Ten years ago, while working odd jobs making jams, chutney and mint sauce to sell at the Spitalfields Market in London, England, Ian Wright could only dream of having the greatest job in the world. Now he’s got that job, but there’s a problem.

“the problem about having the best job in the world is that I’ve got no mates,” says the 36-year-old Pilot Guides travel-host and Suffolk-born entertainer as he bounces onto stage at Ryerson University. “Now I’ve realized I’ve got to travel across the ocean and thousands of miles just to tell a travel story.”
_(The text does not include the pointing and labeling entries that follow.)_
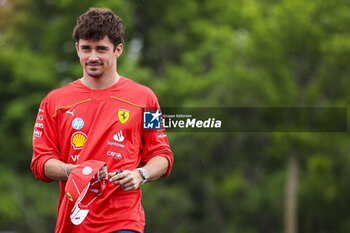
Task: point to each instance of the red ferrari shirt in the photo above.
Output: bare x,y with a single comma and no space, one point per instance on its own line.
75,124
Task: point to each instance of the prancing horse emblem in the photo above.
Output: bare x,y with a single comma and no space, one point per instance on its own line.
123,115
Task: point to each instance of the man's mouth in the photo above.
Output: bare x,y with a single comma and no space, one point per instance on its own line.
94,63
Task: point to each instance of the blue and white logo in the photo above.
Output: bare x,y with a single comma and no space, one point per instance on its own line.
87,170
152,120
77,123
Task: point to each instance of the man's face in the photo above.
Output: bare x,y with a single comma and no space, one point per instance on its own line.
98,58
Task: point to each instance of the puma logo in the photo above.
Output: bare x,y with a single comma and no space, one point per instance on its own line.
70,112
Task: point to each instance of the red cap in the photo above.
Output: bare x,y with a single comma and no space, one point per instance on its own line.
83,187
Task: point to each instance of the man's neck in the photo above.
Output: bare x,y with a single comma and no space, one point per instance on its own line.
99,83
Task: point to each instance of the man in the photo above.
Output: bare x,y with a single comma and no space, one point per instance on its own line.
100,117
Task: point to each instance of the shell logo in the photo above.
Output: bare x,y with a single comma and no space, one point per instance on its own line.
78,140
69,196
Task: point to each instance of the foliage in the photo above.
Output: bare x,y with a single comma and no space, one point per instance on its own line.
193,54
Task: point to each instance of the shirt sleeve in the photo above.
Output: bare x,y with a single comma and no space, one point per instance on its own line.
45,141
155,141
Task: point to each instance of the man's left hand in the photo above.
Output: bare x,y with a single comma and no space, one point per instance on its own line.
128,180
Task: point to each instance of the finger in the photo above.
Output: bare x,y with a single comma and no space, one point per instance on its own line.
129,186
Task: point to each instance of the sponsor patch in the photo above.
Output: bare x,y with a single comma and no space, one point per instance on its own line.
115,144
69,196
123,115
115,155
40,117
78,123
37,133
86,170
78,140
119,136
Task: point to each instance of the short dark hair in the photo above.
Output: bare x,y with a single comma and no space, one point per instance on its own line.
96,23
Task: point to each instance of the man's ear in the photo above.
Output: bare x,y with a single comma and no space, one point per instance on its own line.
77,47
118,50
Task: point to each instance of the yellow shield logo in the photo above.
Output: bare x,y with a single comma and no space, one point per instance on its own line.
69,196
78,140
123,116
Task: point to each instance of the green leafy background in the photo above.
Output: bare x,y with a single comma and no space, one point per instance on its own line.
192,53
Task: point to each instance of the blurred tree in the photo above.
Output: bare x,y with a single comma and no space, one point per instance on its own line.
194,53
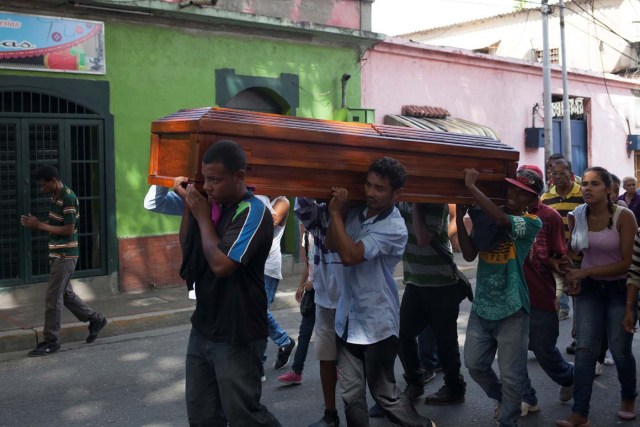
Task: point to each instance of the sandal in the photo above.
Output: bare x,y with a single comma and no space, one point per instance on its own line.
626,416
575,420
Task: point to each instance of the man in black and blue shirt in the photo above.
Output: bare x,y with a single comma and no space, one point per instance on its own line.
225,239
62,226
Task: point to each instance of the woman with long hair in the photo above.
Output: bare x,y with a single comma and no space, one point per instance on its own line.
604,233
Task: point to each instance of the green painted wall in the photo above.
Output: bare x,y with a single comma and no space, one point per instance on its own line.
154,71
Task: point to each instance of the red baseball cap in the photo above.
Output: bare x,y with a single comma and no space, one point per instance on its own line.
529,178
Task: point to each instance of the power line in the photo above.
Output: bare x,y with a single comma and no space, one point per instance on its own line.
597,21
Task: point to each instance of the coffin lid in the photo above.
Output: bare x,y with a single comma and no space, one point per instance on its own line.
215,120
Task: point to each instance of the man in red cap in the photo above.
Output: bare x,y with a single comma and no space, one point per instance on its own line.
499,319
547,255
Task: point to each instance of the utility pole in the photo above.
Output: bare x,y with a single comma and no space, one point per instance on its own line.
546,82
566,114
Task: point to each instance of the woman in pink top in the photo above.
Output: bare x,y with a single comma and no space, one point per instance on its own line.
604,232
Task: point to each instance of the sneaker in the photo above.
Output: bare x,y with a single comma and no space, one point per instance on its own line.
94,329
376,411
414,391
44,349
329,419
428,376
526,409
599,369
284,354
566,393
497,413
608,360
291,378
444,396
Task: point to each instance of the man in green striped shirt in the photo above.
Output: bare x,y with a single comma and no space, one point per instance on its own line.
430,299
62,227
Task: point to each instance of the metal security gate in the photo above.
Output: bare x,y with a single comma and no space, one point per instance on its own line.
74,145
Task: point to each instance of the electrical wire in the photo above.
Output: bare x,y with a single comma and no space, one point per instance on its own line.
604,80
601,41
602,24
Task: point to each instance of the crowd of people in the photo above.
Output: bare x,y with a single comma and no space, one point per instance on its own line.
565,239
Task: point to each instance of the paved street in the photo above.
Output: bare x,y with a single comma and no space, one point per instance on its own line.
138,380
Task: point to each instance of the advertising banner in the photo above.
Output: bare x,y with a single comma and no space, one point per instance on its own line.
42,43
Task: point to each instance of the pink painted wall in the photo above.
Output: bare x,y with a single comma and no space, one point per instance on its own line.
499,93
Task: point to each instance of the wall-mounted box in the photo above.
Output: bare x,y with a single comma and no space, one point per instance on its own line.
361,115
633,142
534,137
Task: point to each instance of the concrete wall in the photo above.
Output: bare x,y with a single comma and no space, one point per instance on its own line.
499,93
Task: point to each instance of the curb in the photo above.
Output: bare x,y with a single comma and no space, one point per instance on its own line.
27,339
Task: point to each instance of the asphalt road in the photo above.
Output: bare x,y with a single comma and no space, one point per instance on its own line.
138,380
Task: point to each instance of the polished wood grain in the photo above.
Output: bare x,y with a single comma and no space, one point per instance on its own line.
305,157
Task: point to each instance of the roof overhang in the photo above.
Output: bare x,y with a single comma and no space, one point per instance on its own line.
208,18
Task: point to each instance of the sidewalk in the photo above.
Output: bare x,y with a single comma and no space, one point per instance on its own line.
21,327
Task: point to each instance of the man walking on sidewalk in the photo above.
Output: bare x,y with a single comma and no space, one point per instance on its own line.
62,227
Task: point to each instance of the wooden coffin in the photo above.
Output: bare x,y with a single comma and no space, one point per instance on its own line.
305,157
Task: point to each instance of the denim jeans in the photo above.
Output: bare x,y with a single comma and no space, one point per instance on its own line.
428,349
601,305
277,334
438,308
509,337
372,365
543,335
59,294
304,337
212,367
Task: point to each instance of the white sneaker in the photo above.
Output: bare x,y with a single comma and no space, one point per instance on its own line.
566,393
526,408
599,369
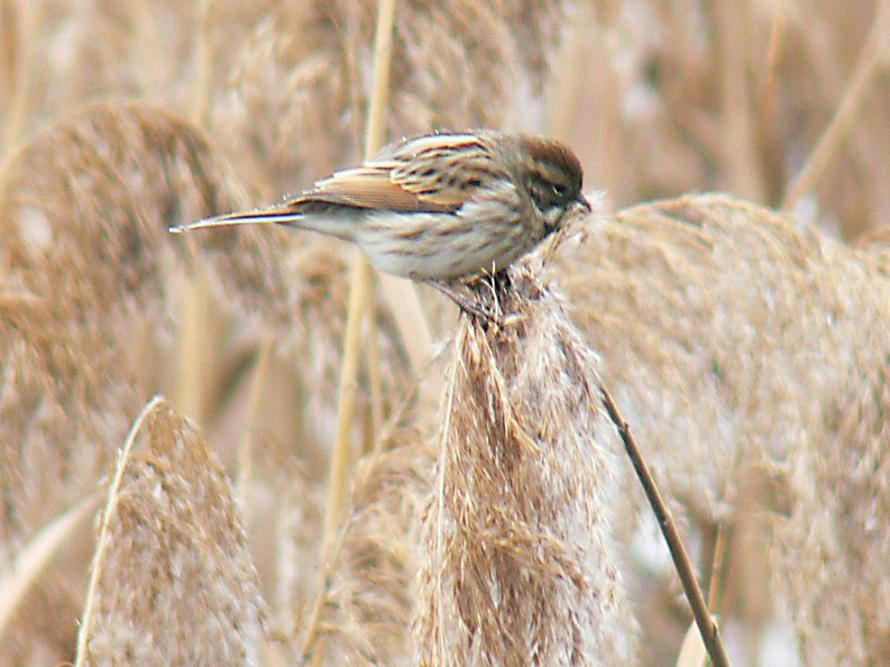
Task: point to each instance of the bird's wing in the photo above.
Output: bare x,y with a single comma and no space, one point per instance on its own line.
430,173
An anticipatory group of students, sporting Mountain Equipment Co-op bags, spiky hair and plenty of piercings, nearly fill Jorgensen Hall’s room L-72. This is Wright’s second last stop on his weeklong “Wright of Way” Ontario campus tour and his trademark ability to fit into any culture shines through in his easy dialogue with the audience.

With two ears full of metal hoops and his salt-and-pepper hair spiked in the bed-head fashion, Wright keeps the room rippling with laughter for nearly three-and-a-half hours, telling stories of eating fermented seal meat, near escapes from volcanic lava, crotch-less musical G-strings that play Love Story and his directors getting “bitten up the ass by a monkey.”

“He’s cute. He’s funny. He’s charming,” says Kathryn Harriman, a first-year graphics communication student at Ryerson and a long-time Wright fan. But Harriman doesn’t mention that Wright is also quick-witted, completely sarcastic, and not always the perfect English gentleman.

“I’ve discovered that I’m a great person and also that I’m an asshole,” Wright says when an audience member asks him to reflect on his personal growth over the last eight years. “What’s happened is that now I can get away with murder — and that’s part of the success of the show.”

Wright began his career as the world’s silliest travel host eight years ago, when he applied to Pilot Guides [then called Lonely Planet] with a demo tape that showed him slipping along the floor in Liverpool Street Station, trying to change money on the black market and discussing the effects of rich food while on the toilet.

“It was a complete piss take,” says Wright. “It was a total joke reel.”

But the producers of the series lapped it up and before long Wright was trekking to over 40 countries, from the highest reaches of the American Rockies to the sometimes treacherous terrain of Iceland and Greenland, to Nepal and even Japan. But Wright admits that, for most people, his life is a fantasy they will never attain.

“If you can afford a flight anywhere, then you’re rich,” he says. “Ninety per cent of people in this world couldn’t even dream of getting on a plane. Ninety per cent of people don’t even have a pot to piss in.”

Later, outside Jorgenson Hall, Wright stops to light a Silk Cut cigarette. His attitude off-stage is not nearly as enthusiastic. Traveling must be a grind.

The weather is miserable. The rain is falling in choppy sleets, the wind is picking up and this is giving Wright some trouble with his smoke. The man needs a light, a beer and a pool table — quickly.

Between frenzied drags, Wright has time to sum up his travel philosophy. It must be difficult to navigate societal boundaries, take care not to offend anybody and appear to understand hundreds of different customs. But Wright says he doesn’t have many problems with it.

“Everyone loves a fart joke,” he says.